Broken bits do not necessarily deter me. In this instance, the player had been gifted with a nonstandard tiny usb plug/socket, which naturally broke apart. Here's the recipe for my fix.
- a multimeter, alligator clips and a needle
- fine-tipped soldering gear, some desoldering braid
- two cdrom-audio cables
- a length of ribbon cable, 4+ strand
- a bit of breadboard
- four jumper pins or a bit of terminal strip
- superglue and a bit of epoxy
The first step obviously is to salvage...information, that is: with the multimeter and the needle I figured out the pin correspondences between usb plug and the proprietary plug and down into the player guts.
Having established that I desoldered the broken socket.

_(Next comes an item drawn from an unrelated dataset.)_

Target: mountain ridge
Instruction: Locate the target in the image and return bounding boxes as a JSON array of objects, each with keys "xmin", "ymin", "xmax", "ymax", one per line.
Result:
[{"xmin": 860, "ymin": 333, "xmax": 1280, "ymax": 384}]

And soldered in the short strip of ribbon cable. The four "fat cables" in the photo are each 1.2mm wide...
Next I ripped two four-pin connectors off the cdrom audio cables, carefully pulled the contacts out (two cables were sacrificed because usually only three pins are connected but I need four connections for usb).
Then I mocked up the future plug and placement: the point is mechanically avoiding insertion of the reversed plug, and making the replacement not worse ergonomically than the original. The resulting plug is right-handed :-).
The dud nonstandard plug was cut off the player's cable and the bit of breadboard was soldered to the cable. I added a bit of strain relief (as the player is going to end up in my daughter's hands) and finally isolated the copper side by pouring an epoxy layer (with some blu-tack as "mould").
Finally the four extracted plugs from the cdrom cables were soldered to the other end of the ribbon cable, the plugs were reinserted into the plastic frame and I super-glued the whole shebang onto the back of the player.
Net cost: an hour or so of fiddling, and some bits of scrap. Net result: it works again (modulo the really stooopid firmware), and that Plug Is Solid and will not break in normal use.